Part of establishing your investment group may include choosing a business structure type. Among the options available, you may strongly consider choosing to form as a partnership or as a limited liability company.
Understanding some of the advantages and downsides of structuring as a partnership or as an LLC may help your investment group choose the right formation type.
Structuring as a partnership
If your investment group has more than two members, you may choose to structure it as a partnership. According to the Small Business Administration, structuring as a partnership may benefit professional groups such as yours, as well as those who want to test their businesses before formally structuring. You may structure as a limited liability partnership, which protects you and other group members from debts against the partnership.

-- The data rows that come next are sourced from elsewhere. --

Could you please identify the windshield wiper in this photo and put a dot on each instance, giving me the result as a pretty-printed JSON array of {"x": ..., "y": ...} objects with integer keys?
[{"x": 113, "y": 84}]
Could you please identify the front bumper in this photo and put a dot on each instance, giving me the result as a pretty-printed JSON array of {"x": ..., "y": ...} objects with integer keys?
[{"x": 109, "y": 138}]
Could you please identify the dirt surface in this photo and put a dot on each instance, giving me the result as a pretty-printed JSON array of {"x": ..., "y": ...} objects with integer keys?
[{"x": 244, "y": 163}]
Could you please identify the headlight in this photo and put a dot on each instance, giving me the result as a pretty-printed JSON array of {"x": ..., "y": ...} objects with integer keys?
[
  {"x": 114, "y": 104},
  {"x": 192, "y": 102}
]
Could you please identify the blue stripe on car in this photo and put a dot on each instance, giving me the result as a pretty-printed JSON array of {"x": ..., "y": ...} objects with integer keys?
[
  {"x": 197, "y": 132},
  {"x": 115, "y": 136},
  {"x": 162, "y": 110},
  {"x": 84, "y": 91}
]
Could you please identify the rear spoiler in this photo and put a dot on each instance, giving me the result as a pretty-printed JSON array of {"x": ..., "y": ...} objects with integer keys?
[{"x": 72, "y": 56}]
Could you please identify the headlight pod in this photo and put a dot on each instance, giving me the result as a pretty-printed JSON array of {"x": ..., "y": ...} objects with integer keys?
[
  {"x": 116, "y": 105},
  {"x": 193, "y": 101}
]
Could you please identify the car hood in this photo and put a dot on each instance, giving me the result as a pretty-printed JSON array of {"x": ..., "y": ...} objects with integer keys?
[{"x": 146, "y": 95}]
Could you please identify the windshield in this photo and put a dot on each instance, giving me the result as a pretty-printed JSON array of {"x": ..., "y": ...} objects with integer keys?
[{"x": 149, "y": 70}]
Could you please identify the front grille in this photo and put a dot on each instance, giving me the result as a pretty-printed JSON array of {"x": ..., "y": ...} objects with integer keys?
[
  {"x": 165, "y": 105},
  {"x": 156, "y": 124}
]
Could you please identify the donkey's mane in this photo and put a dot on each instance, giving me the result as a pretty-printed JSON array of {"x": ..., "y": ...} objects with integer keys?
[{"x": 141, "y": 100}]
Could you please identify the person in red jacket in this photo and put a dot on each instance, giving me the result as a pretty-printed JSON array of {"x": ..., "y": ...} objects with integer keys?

Alternatively, you may choose to structure as a limited partnership. In a limited partnership, a general partner has unlimited liability for the business’s debts, while the other partners have limited liability protection.
Structuring as an LLC
You may also consider forming an LLC for your investment group. With this structure type, you may not face corporate taxes. Rather, your group’s profits and losses pass through to your and the other members’ personal income. As a member, or owner, of an LLC, you have limited liability protection. Therefore, your personal assets remain separate from your business assets, and you may not risk losing personal property such as your home or vehicle in the event your LLC faces lawsuits or must file for bankruptcy.
Ultimately, you and the other members of your investment group must consider your current circumstances, as well as your future plans to choose the structure type most suited for your needs.